Puis parurent les Misliks. Ce fut d’abord, dans une crevasse noyée d’ombre, un scintillement métallique indistinct. Le sahien de gauche tira et, dans le flamboiement de l’obus thermique, étincelèrent les carapaces géométriques, glissant vers nous. Aucun n’essaya de s’envoler. Nous passâmes à côté de blocs de métal à demi fondus, entourés d’aigrettes violettes: les survivants émettaient en vain.

Nous roulâmes sur une plaine, toujours combattant, nous franchîmes un étroit défilé, dont le forcement nous coûta une dizaine de projectiles. Derrière nous, les autres sahiens protégeaient nos arrières, nettoyant les recoins. Puis, comme nous débouchions dans un vaste cirque entouré de noires falaises, les Misliks changèrent de tactique. Du haut des escarpements ils se laissèrent choir sur nos engins. Nous perdîmes deux sahiens en trois minutes, défoncés, écrasés, avant de trouver la parade: elle consista à utiliser à la fois les rayons thermiques et les champs gravifiques intenses. Le Mislik, tué dans son vol, était dévié par un accroissement subit de la pesanteur. Pendant ce temps, les autres sahiens arrosaient d’obus les crêtes.

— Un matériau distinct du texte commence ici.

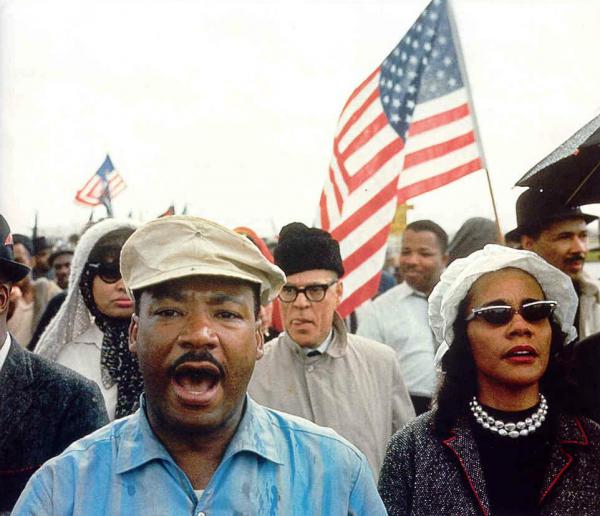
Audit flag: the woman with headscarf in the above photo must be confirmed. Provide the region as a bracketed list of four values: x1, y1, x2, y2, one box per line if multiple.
[379, 245, 600, 515]
[35, 219, 143, 419]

Par un second défilé, nous débouchâmes sur une autre plaine. Et, loin devant nous, sur l’horizon embrasé, se découpèrent les pylônes. Ils s’élevaient à une fantastique hauteur, si haut que les explosions n’illuminaient que leur base. Petit à petit nous en approchâmes, perdant encore trois sahiens, anéantissant peut-être plus de cinq mille Misliks. Plus nous approchions, plus le spectacle devenait fantastique: les ksills lâchaient bombe après bombe, les éclairs succédaient aux éclairs à une cadence si rapide qu’il faisait presque grand jour. La chaleur dégagée, vaporisant les masses de gaz gelé, donnait pour un moment un semblant d’atmosphère à la planète, et ce brouillard gazeux déformait la vision, rendant impossible toute appréciation des distances. Nous passâmes à côté des débris d’un ksill de grande taille, écrasé sur la plaine, éventré ; un Hiss mort était suspendu à une poutrelle tordue.